The UH Hilo softball team came up short in a four-hour, 20-minute marathon against Biola, falling 6-5 in nine innings on Wednesday in La Mirada, Calif.
The game was delayed by lightning and injury timeouts. Early on, it looked like Biola (10-9, 5-4 PacWest) would win easily, jumping out to a 5-0 lead after two innings. But Vulcans pitcher Billi Derleth quieted the Eagles offense, and Hilo (17-6, 12-3) was able to get the five runs back in the sixth inning. Derleth held Biola in check through the eighth, but in the ninth surrendered a single and an error, before Kayla Neff singled in the winning run for the Eagles.
The second game of the scheduled doubleheader was suspended at 10 p.m. It will continue today at noon.
Slater dazzles in Australia
Kelly Slater, the 11-time world champion, got his 2019 season underway, winning his opening heat to qualify for round three of the WSL Vissla Sydney Surf Pro on Wednesday at Manly Beach, New South Wales.
Slater will surf in Heat 5 when the WSL Qualifying Series 6000 event resumes today.

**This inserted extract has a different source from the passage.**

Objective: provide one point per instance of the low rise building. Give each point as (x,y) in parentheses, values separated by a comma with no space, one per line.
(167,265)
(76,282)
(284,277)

Hawaii included in German doping probe
MUNICH >> As many as 21 athletes from five sports may have been part of a doping ring stretching around the world — including Hawaii — German prosecutors said Wednesday.
Austrian police arrested five competitors at the Nordic skiing world championships last month and the case has since spread to cycling. Munich prosecutor Kai Graeber said the scandal could spread further.
Graeber said blood doping has occurred in at least 10 different countries since late 2011 and “there is believed to have been a three-figure number of cases of blood withdrawal and re-transfusion around the world.”
The athletes come from eight different countries, Graeber said.
Authorities aren’t naming suspects or the sports affected, but Graeber said three of the five sports are winter events.
Graeber added that doping allegedly took place in European countries such as Italy, Sweden and Croatia, along with Hawaii and last year’s Olympic host South Korea.
The U.S. Anti-Doping Agency confirmed that it was investigating the Hawaii connection.
“We can confirm that we are cooperating with officials in Germany and Austria and have offered all assistance in this case,” the agency said in a statement to the Associated Press.
The International Olympic Committee did not immediately respond when asked whether it feared blood doping could have compromised last year’s Winter Olympics in Pyeongchang.
Since the five skiers were arrested last month shortly before a world championship race, another Estonian skier has admitted to doping and two Austrian cyclists who raced in the Tour de France have been suspended.